# Hardwood Floor



## Waka (12 May 2004)

All

Whats the best product (s) to finish a hardwood floor. probably going to do it in Ash.

Its got to be hard wearing as it will receive a lot of foot traffic

Thanks in advance

Waka


----------



## Noel (12 May 2004)

Rustins do a plastic finish (maybe a two part mix). Haven't used it but believe it to be excellent. Whatever you use forget about water based finishes, they simpily cannot stand up to prolonged wear and tear. When I get around to sanding and refinishing our floors I'll be using the Rustin product.

Rgds

Noel, who believed what it said on the tin about being Diamond Hard at £60 per 5L.........


----------



## Aragorn (12 May 2004)

Hi Waka
I do floors often and use the Rustin's water based floor varnish almost always (have done now for about 6-7 years). Five coats, 3-4 hours in between coats and a light sanding. 
Despite Noel's reservations about water-based finishes, I have found the finish to be very tough! I had to sand some of the varnish off last week to make a repair to a floor I originally sanded 3 years ago and I was really surprised at how difficult it was to grind away the finish. Floors that I did years ago in gloss still look as good as new. The satin finish is less resiliant. (One trick is _not _to stir the last coat of a satin finish - it makes it slightly more glossy, but tougher).
Other suitable products are Floor lacquer (from Richard Barry) which is the real deal, used for dance studios and the like, and Rustins 2-part finish. Dulux do a "Diamond hard" finish (still water based) which I've used once or twice. It's good, but no better than Rustins and more expensive.


----------



## Chris Knight (12 May 2004)

Just a comment on Aragorn's observation about satin finishes.

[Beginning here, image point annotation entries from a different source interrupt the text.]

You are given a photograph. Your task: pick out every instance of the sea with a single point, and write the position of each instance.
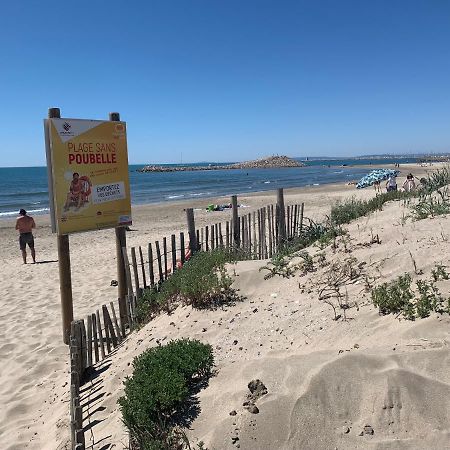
(27, 187)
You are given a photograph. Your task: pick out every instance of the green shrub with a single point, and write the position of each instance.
(431, 205)
(394, 297)
(397, 297)
(439, 273)
(430, 299)
(202, 282)
(160, 389)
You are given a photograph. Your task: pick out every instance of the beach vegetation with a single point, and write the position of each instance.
(397, 297)
(159, 398)
(333, 286)
(432, 204)
(433, 197)
(202, 282)
(439, 273)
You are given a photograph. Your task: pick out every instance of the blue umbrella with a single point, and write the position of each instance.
(376, 175)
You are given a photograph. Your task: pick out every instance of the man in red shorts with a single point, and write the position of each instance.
(25, 225)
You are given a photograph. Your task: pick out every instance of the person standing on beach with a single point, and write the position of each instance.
(391, 184)
(25, 225)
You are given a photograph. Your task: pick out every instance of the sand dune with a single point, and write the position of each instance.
(322, 375)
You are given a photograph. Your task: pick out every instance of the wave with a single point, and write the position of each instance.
(175, 196)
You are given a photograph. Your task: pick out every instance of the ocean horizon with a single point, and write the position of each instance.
(26, 187)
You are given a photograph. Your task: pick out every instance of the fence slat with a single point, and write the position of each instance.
(165, 257)
(94, 333)
(89, 341)
(173, 245)
(116, 325)
(109, 325)
(227, 234)
(106, 329)
(263, 233)
(182, 250)
(150, 265)
(255, 242)
(158, 256)
(135, 271)
(100, 334)
(301, 217)
(216, 229)
(220, 235)
(83, 347)
(212, 238)
(144, 278)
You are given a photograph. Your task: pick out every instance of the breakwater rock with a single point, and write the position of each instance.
(264, 163)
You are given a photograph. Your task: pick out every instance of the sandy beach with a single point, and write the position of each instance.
(323, 376)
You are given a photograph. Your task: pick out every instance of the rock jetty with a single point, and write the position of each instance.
(264, 163)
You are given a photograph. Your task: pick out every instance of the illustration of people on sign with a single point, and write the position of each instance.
(79, 191)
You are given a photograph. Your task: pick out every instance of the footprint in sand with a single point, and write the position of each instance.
(392, 406)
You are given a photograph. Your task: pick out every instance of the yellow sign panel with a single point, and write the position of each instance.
(89, 174)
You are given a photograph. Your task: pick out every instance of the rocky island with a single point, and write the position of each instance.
(265, 163)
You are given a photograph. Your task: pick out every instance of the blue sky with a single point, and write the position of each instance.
(230, 80)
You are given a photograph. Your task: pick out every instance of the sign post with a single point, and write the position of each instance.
(65, 276)
(90, 190)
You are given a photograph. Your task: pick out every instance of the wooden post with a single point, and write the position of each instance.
(220, 235)
(191, 230)
(121, 241)
(116, 325)
(242, 231)
(249, 235)
(272, 221)
(150, 267)
(173, 244)
(158, 256)
(182, 254)
(263, 216)
(236, 240)
(281, 217)
(212, 238)
(288, 221)
(89, 341)
(83, 347)
(255, 242)
(94, 332)
(269, 231)
(144, 278)
(107, 335)
(216, 228)
(301, 217)
(165, 257)
(100, 334)
(65, 277)
(294, 228)
(259, 235)
(135, 271)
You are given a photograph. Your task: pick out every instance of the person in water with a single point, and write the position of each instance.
(391, 184)
(409, 184)
(25, 225)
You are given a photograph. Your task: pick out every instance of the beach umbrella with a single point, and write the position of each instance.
(376, 175)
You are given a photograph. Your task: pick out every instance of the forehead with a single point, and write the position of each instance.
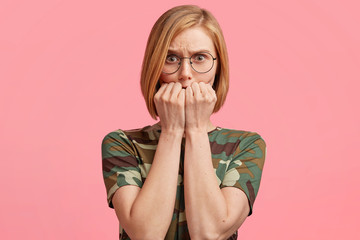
(192, 40)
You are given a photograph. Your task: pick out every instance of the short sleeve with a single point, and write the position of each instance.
(245, 169)
(119, 163)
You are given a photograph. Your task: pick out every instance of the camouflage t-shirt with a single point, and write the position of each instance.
(237, 156)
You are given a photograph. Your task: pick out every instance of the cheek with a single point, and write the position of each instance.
(165, 78)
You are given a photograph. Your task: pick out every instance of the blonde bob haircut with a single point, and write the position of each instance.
(168, 26)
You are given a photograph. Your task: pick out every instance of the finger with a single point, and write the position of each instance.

Satin finishes and their ilk almost always contain some sort of "flatteners" - gunk to reduice the gloss. It's much better to rub a gloss finish out to a satin if that's what you want - granted a floor is a lot of area to cover and I have in mind furniture rather than floors.


----------



## SimonA (12 May 2004)

I've got a Diamond Hard Floor varnish on the hall floor and its taken some real abuse!! It really is 'Diamond hard'!! Can't remember if it was the Dulux stuff or not.....but it was about £35 a tin!!

SimonA


----------



## Aragorn (12 May 2004)

SimonA":3slb426u said:


> ...it was about £35 a tin!!


Cheap then!


----------



## SimonA (13 May 2004)

Hehe....I know...but I still have about a third of a tin left and I have given the floor about 3-4 coats...That was about 4 years ago now......and it still looks pretty good......I will probably give it another coat later on in the year once I plastered the dining room. (That stuff gets every where!!)

SimonA


----------